Tuesday Morning Thoughts
Tuesday Morning Thoughts
The way things are. . .

The Problem:
I’ve spent another Monday, thinking about life, and the people that I care about, and how I may not really fit into their pictures. Seems, my picture is a bit lonely.
Writing
Maybe, they hope if they ignore my writing long enough; that I will give up, and quit. I’m not certain that is what they hope; however, I do have reason to believe, that is their hopes and plans.
Seems like they really ignore me well. Seems, I’m not important enough for them to give a pleasant remark. Thanks!
Bored almost to the point of tears. Nothing going on. Between, the isolation; and the problems I’m faced with; life seems pretty ruthless. Maybe the problem is my attitude about the whole thing?
Doing what can be done, to keep my attitude; from reaching toxic levels. Yet, it doesn’t feel like I’m heard, or seen. One must be very careful, how they deal with that kind of treatment. It matters to stay balanced, and keep things in proper perspective.
I’m not here
Likely not going to renew my hosting plan for my personal website. Really wish that it was something that I wanted to keep for a long time. Haven’t seen results from it, and it seems to just piss people off that I have it.
Someday, I won’t be around. I’ve spent a lot of time on that website. You would think, they might want to keep it around, to remember me. Maybe not, no one really cares about my efforts. Seems everything is destined to be erased. They won’t even remember me.

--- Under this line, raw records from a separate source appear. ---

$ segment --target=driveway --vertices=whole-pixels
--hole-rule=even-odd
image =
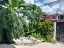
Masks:
[[[0,48],[64,48],[64,44],[43,42],[33,46],[0,44]]]

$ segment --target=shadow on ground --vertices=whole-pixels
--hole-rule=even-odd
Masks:
[[[0,48],[16,48],[16,47],[10,44],[0,44]]]

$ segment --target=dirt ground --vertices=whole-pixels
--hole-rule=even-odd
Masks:
[[[39,43],[33,46],[0,44],[0,48],[64,48],[64,44],[52,44],[48,42]]]

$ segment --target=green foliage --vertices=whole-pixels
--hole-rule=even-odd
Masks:
[[[52,22],[45,20],[45,22],[39,22],[39,32],[43,36],[45,41],[51,42],[53,39],[53,27]]]
[[[51,41],[52,23],[49,20],[39,21],[44,14],[39,6],[26,4],[24,0],[7,0],[0,4],[5,6],[0,7],[0,42],[7,40],[10,43],[13,38],[29,35]],[[29,23],[26,20],[29,20]],[[4,39],[4,35],[6,35],[6,39]]]
[[[64,20],[64,14],[60,15],[60,19]]]

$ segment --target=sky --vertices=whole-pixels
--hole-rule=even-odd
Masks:
[[[26,3],[40,6],[46,14],[64,14],[64,0],[24,0]]]

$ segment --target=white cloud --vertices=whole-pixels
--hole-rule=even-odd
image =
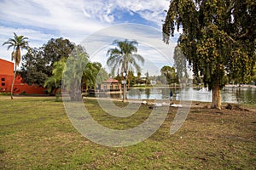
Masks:
[[[89,35],[113,26],[117,19],[121,20],[120,16],[114,13],[116,10],[125,10],[131,15],[137,13],[142,18],[155,23],[160,28],[161,20],[164,20],[166,14],[164,10],[167,9],[168,6],[169,1],[165,0],[0,1],[2,20],[0,22],[2,23],[2,26],[0,25],[0,43],[12,37],[13,32],[29,37],[32,47],[40,47],[50,38],[59,37],[79,43]],[[124,37],[129,39],[129,37],[134,37],[133,34],[139,31],[139,30],[131,31],[129,28],[125,27],[122,29],[113,30],[111,34],[121,35],[123,32]],[[154,44],[164,44],[160,31],[158,37],[154,38],[152,38],[153,37],[148,37],[148,32],[143,34],[141,31],[139,33],[142,37],[145,37],[144,42],[155,41]],[[98,42],[90,42],[90,43],[96,44]],[[90,51],[90,49],[87,50]],[[164,51],[166,54],[170,54],[170,47]],[[0,47],[1,58],[9,60],[9,53],[6,50],[6,47]],[[148,50],[148,55],[150,53],[151,55],[155,55],[152,50]],[[145,54],[145,55],[147,54]],[[105,55],[99,58],[98,60],[106,60]],[[165,62],[165,60],[161,60],[160,57],[153,57],[150,60],[154,63]]]

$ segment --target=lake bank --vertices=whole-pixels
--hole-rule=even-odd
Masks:
[[[95,99],[84,102],[97,122],[113,129],[136,127],[152,111],[141,105],[131,117],[115,118]],[[170,108],[148,139],[111,148],[78,133],[54,97],[0,97],[0,169],[254,169],[256,107],[239,105],[241,110],[218,110],[205,105],[191,108],[173,135],[169,131],[177,108]]]

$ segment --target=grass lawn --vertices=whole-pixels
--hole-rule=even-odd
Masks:
[[[203,105],[191,108],[174,135],[169,131],[177,109],[170,108],[150,138],[112,148],[83,137],[55,98],[0,96],[0,169],[255,169],[256,106],[218,110]],[[135,127],[152,111],[142,105],[118,119],[95,99],[85,99],[85,105],[95,120],[115,129]]]

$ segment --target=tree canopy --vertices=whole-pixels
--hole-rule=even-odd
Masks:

Often I’ve thought about formatting the hard drive, and pulling a map up, and going somewhere else. Nowhere to run, nowhere to hide. Seems everything winds up, back here, on this cul de sac.
Doesn’t Matter What I Say
Doesn’t matter what I write, no one is reading. No one cares, or listens. Doesn’t seem to hit home with anyone but myself. Felt like it matters to me, and because it was something that mattered to me, that others would find some value of that. Doesn’t seem to count because it is my work. If it was their work, it would be a different story.